October 2 Friday – At Quarry Farm in Elmira, N.Y. Sam began a letter to James Barnes that he added a PS of good news to on Oct. 5.
Your letter has arrived but I am dreadfully afraid I shall never see the book. I have written the Hartford postmaster & asked him to keep a sharp lookout for it. There is just a chance that the “private hands” whereby you sent it may inquire for my address & mail it to me here. I will hope so. In that case it will not miscarry. If this copy gets lost I hope you will seize another one, & mail it to
S.L. Clemens (Mark Twain)
C/o Gregory Smith Esq
Villa Bel Riposo
—where I shall arrive with my family November 7 to remain a year.
But in any & all cases I wish to thank you cordiall for your good intentions [MTP].
Sam also wrote to Laurence Hutton, now in Switzerland.
Yours from Thusis has just arrived. Ah but you dear pair have been having a hard time—may it mend quickly! That is a lovely Sloane—I’ve not known a lovelier in this world. Alas & alas, we shall be gone when you arrive.
Mrs. Clemens makes a wee little bit of progress every month or two, we think. She can walk half-way across the room now. However, she could do that three months ago. Still, she thinks she can make the voyage to Italy, & we are going to try. It is close upon 14 months, now, since she was stricken helpless [MTP].
Sam also wrote to William Wallace Denslow in N.Y.C.: “I wish I had a copy, but I have never seen it in print” [MTP].
Sam also wrote to A.K. Gibson in Grand Rapids, Mich.: “None but the publisher has authority to grant it” [MTP].
Sam’s notebook: “Why it is called ‘horse chestnut. At every bud, this hoof with nails in it” [NB 46 TS 25].
Note: Sam sketched a picture of a chestnut bud.

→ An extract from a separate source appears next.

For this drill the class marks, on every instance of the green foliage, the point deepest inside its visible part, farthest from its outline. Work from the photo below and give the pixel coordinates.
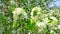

Joseph T. Goodman wrote from Alameda, Calif. to Sam, but only the envelope survives [MTP]. Note: however, Sam wrote on the env. “Little Ward is dead. / Autobio,” which likely denotes Goodman’s news; see Sam’s Oct. 9 reply.
October 3 Saturday – Sam’s notebook: “Monday we leave for New York. Oct. 24 we sail for Italy. To-day I
placed flowers on Susy’s grave—for the last time probably—& read words / ‘Good-night, dear heart / good-night’”
[NB 46 TS 25; MTB 1206]. Note: entry boxed.
October 4 Sunday – At Quarry Farm in Elmira, N.Y. Sam wrote to Henry W. Lucy.
My dear Lucy—Your letter went to Hartford and thereby lost a couple of days, arriving in this remote corner only to-day. Still, I may possibly be able to catch you with a word of welcome before you sail. But I can hardly hope for the good luck of seeing you, for we go on board our ship (bound for Italy) the evening of October 23rd, and your ship will come in next day, after we shall have sailed.
I am sending to Hartford for that Punch, and will forward it to Helen Keller, whom you and Mrs. Lucy must see and know. She is well worth a journey. I shall speak to her publisher in New York, F. N. Doubleday,
SLC used mourning border for most letters from Susy’s death on, then from Livy’s death on.